Vulnerabilities in the US technology sector have been revealed by the arrival of a cheaper Chinese AI model.
- Nvidia share price dropped almost 20% as Chinese group DeepSeek announced its new AI model
- There are still questions around the accuracy of the cost figures and how the model was trained
- It showed the vulnerability of parts of the technology sector to disruption
It has been a rollercoaster ride for investors in Nvidia this week, as Chinese group DeepSeek announced a new AI model that has been built at around a tenth of the cost of its US equivalents. The Nvidia share price dropped almost 20% on the news, as investors concluded that more efficient AI models would lead to reduced demand for chips. ASML was also hit.

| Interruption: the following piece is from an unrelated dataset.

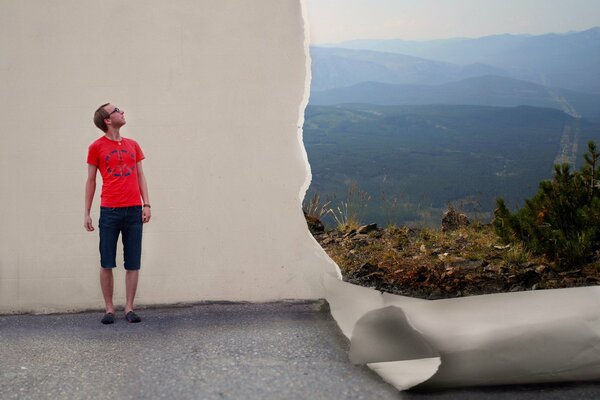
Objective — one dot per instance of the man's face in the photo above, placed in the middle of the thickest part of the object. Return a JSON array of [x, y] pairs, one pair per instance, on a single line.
[[116, 117]]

There are also potential beneficiaries. For companies that use AI, it means costs will come down. That may encourage innovation, as technology becomes accessible to a broader range of customers. Software companies could benefit, as could the so-called hyperscalers (Microsoft, Meta, Google), which may be able to reduce their AI spending.

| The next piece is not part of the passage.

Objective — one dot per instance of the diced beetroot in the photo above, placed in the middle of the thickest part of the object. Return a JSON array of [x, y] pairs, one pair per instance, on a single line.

There are still plenty of unanswered questions. Are the cost figures accurate? ChatGPT has already retaliated by saying that it believes DeepSeek has used its proprietary models. Karen Kharmandarian, portfolio manager at Thematics Asset Management, says: “Some market participants suggest that the company may have a cluster of 50,000 Nvidia H100 GPUs, which would push the investment into billions of dollars. Without even considering the salaries of engineers working on the project, the $6 million figure seems highly questionable.”
Equally, it is not clear that it will lead to a reduced demand for chips. It is possible that it accelerates AI adoption and increases demand. Schroders Paddy Flood, a global technology sector specialist, points to a phenomenon called Jevon’s Paradox, which suggests that improvements in resource efficiency often drive greater consumption of that resource.
However, it does reveal a chink in the armour for Nvidia. It shows how developments can emerge from left-field and disrupt the ecosystem. If it hadn’t been DeepSeek, developments in quantum computing could have had a similarly disruptive effect – and still might. It should be a reminder that the current concentration in US markets is a significant risk. After two years of exceptionally strong returns from the US technology sector, investors may have a lot of ‘unintentional’ exposure and may not recognise the potential piffalls.
One encouraging factor in the recent rout is that the remainder of the market has been largely unaffected. There had been concerns that any wobble in the technology giants would spark a sell-off in the broader market, but that hasn’t been the case. This suggests a welcome resilience in global stock markets, but should also be an encouragement to explore other parts of the market.